Lamp is currently earning her doctorate in computer science at the University of Virginia, with her education funded in part by a National Science Foundation graduate research fellowship. Lamp also earned the prestigious Jefferson Fellowship, UV’s premier graduate fellowship.
The duo still talks to each other regularly, and they visit each other, too. When Hiestand was living in San Diego last year, Lamp paid her a visit, and they took a break from computer science to enjoy Disneyland.
At work, both Lamp and Hiestand see themselves as translators of sorts, people who contribute to health care solutions by bridging the language barriers between computer software developers or other technologist and clinical personnel.
“Biomedical informatics puts you at the intersection of several different fields,” Lamp said. “You have to translate what a clinician needs into something the technologist can use to build a solution.”
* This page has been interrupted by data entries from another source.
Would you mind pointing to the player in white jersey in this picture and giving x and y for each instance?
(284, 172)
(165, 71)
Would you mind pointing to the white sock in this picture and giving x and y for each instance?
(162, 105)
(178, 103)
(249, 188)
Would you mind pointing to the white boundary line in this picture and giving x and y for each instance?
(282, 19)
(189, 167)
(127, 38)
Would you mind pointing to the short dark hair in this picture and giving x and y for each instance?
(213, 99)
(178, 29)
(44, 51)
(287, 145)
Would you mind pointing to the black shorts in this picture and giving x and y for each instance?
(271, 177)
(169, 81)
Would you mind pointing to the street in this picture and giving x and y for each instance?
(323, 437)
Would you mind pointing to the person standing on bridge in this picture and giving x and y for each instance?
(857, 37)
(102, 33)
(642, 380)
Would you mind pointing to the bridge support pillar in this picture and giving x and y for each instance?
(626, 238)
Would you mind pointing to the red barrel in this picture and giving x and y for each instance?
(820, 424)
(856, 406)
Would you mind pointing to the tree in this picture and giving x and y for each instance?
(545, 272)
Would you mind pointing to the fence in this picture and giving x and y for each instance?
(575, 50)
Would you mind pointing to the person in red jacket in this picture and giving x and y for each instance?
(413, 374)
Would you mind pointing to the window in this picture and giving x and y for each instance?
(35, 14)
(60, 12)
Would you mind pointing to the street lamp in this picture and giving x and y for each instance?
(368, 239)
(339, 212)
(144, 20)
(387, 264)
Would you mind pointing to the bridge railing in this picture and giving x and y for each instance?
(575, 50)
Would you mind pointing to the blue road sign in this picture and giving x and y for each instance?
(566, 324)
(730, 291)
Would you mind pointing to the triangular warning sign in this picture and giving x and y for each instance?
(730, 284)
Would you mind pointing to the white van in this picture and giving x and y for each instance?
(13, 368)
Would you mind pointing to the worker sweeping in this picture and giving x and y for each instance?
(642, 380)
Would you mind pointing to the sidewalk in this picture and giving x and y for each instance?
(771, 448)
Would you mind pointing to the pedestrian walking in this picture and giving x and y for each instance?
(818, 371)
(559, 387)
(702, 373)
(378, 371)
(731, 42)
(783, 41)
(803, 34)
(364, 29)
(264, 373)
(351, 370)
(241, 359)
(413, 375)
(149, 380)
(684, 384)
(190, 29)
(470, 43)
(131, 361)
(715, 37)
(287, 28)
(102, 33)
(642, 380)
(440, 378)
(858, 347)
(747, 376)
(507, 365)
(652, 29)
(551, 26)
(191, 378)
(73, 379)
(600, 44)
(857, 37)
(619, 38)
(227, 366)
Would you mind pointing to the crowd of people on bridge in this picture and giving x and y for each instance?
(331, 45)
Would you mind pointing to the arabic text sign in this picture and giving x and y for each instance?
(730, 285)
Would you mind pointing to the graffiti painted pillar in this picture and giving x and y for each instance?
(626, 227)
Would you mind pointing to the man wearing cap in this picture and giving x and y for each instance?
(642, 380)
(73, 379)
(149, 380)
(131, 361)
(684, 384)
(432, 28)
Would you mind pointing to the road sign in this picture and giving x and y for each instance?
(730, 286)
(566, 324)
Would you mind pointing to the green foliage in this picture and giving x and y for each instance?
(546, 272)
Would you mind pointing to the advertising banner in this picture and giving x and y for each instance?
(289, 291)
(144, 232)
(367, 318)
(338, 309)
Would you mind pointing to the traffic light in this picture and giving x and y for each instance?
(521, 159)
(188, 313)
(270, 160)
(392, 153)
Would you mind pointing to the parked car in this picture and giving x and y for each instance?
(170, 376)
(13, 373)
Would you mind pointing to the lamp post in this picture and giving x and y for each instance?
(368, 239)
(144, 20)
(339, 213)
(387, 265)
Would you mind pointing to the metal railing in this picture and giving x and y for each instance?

Lamp knew she loved research from the first time she was part of it at ASU and hopes to use her doctorate in an academic setting so that research will continue to be part of her daily activities. In the research she is doing now as part of her doctoral degree, Lamp works with advanced heart failure patients and Type 1 diabetics.
“I’m looking at developing better diagnostic systems to help these patients,” she said. “I use machine learning — computational techniques — to figure out the relationship between clinical data and patient outcomes.”
Hiestand now works in Wisconsin for Epic Systems Corporation, the largest electronics health records software company in the U.S. As a quality manager, she acts as the intermediary between end users and the developers creating the software.
Her ASU degree is a huge advantage for her, she said. “I understand the health care system, and I also learned about different medical coding systems and genomics data. Things like that have been very helpful in my job.”
Like most BMI majors, Hiestand and Lamp are working every day to improve health outcomes through complex information systems and data. Both women empower medical providers to deliver more effective treatment, with Lamp working on predictive models to advise medical decisions and Hiestand working on the medical records that track results.
Both of these smart, driven women arrived at ASU with abilities that would have helped them succeed regardless, but their almost-instant friendship that first year made their academic experiences more manageable and enjoyable for each of them.
And though she is surely exaggerating, Lamp made a half-joking comment that sums up how important their friendship was then and continues to be now: “There’s no way I would have made it through if not for Megan,” she said.